Wed Sep 11, 2013 7:47am EDT
* Joint CEO Fitschen's contract to be extended to 2017
* Supervisory board to formalise decision in October
* Carbon tax fraud investigation not completed - prosecutor
FRANKFURT, Sept 11 (Reuters) - Deutsche Bank joint Chief Executive Juergen Fitschen's contract is set to be extended by two years, keeping the leadership at Germany's biggest lender in place until 2017.
Deutsche Bank said in a statement on Wednesday its supervisory board would formalise the proposal from a board sub-committee at a meeting on Oct. 29.
The move addresses concerns raised by investors at a shareholder meeting this year that Deutsche may relapse into the uncertainty over its leadership that plagued it as the era of previous CEO Josef Ackermann came to an end.
Under the proposal presented on Wednesday, the contracts of Fitschen, 65, and the bank's other CEO, Anshu Jain, 50, would continue until March 31, 2017, Deutsche Bank said.
Fitschen's existing contract expires after Deutsche's annual general meeting in May 2015.
Two people familiar with the supervisory board's thinking told Reuters of the plan earlier on Wednesday.

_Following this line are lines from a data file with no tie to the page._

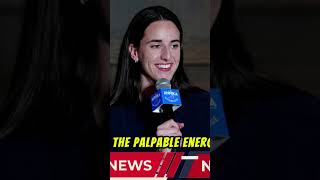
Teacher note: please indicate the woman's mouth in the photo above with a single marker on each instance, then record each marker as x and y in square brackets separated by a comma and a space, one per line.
[164, 66]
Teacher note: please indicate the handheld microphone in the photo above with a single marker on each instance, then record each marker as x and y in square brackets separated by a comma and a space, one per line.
[165, 100]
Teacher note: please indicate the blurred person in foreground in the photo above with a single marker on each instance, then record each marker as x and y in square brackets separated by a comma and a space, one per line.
[273, 127]
[152, 48]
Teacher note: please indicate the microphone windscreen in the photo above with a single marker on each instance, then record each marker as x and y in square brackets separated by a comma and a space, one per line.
[163, 84]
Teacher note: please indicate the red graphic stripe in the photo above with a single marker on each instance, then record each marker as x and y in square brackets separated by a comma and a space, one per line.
[175, 164]
[165, 164]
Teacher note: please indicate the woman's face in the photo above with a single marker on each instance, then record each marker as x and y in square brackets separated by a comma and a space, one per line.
[159, 51]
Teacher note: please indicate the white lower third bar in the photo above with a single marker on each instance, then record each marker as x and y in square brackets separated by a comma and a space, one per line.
[189, 157]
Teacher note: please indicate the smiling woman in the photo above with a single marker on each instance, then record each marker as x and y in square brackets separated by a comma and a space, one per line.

"That will nip in the bud any discussion over succession," one of the sources said. The other person said there was no sign of friction between the two chief executives.

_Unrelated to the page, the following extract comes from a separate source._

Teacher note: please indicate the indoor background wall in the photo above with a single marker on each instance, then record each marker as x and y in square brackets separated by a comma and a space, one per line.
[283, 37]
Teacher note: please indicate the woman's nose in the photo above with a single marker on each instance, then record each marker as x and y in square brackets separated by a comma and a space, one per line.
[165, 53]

"Jain is happy because he has in Fitschen someone who eases the burden and knows the culture of the bank in Germany very well. At the same time, Fitschen is not someone who can become a threat to Jain," the second person said.

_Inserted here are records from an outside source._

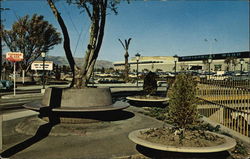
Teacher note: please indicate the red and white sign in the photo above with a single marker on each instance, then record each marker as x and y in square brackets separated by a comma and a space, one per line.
[14, 56]
[38, 65]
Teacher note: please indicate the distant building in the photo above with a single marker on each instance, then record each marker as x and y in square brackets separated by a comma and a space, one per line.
[195, 62]
[151, 63]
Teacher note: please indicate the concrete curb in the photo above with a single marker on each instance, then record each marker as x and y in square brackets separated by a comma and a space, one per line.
[22, 96]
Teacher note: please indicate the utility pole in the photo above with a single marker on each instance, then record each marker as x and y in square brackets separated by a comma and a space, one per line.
[1, 28]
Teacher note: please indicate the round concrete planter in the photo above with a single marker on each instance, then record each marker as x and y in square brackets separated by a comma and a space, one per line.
[77, 100]
[159, 99]
[229, 143]
[77, 105]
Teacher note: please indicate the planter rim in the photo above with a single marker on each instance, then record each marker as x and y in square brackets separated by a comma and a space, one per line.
[36, 106]
[133, 98]
[230, 143]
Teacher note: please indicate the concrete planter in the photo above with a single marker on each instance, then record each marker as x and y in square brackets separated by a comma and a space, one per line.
[79, 100]
[76, 105]
[229, 143]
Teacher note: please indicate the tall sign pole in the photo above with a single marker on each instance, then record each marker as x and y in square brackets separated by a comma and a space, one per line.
[14, 57]
[1, 50]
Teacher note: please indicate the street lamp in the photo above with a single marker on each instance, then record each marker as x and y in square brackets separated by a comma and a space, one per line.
[43, 79]
[137, 56]
[209, 60]
[175, 61]
[241, 64]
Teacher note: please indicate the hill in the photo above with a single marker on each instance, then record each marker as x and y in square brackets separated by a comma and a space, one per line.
[60, 60]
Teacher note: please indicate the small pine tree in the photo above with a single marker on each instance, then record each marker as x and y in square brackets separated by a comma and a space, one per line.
[150, 84]
[182, 104]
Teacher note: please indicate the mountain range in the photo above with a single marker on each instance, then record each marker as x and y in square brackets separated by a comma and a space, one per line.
[60, 60]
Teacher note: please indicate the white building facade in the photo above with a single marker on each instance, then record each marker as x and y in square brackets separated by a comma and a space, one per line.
[189, 63]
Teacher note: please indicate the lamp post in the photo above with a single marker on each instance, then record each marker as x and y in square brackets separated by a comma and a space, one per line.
[137, 56]
[175, 61]
[241, 64]
[43, 78]
[209, 60]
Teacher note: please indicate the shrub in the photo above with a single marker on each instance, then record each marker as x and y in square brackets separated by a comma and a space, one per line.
[182, 103]
[150, 83]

Fitschen was important in representing the bank to the outside world, although Jain was already accepted as the bank's internal leader, the source said.
"It looks pretty certain that from 2017 only one man will be running the bank and that's Jain, provided there's not some new legal problem that crops up," the source said.
Fitschen himself is involved in a judicial investigation of 25 Deutsche employees suspected of tax evasion linked to tax credits and a scheme involving the trading of carbon permits.
Frankfurt prosecutor Guenter Wittig said on Wednesday that there was nothing new to report on the investigation.
"The investigation is not yet finished," he said.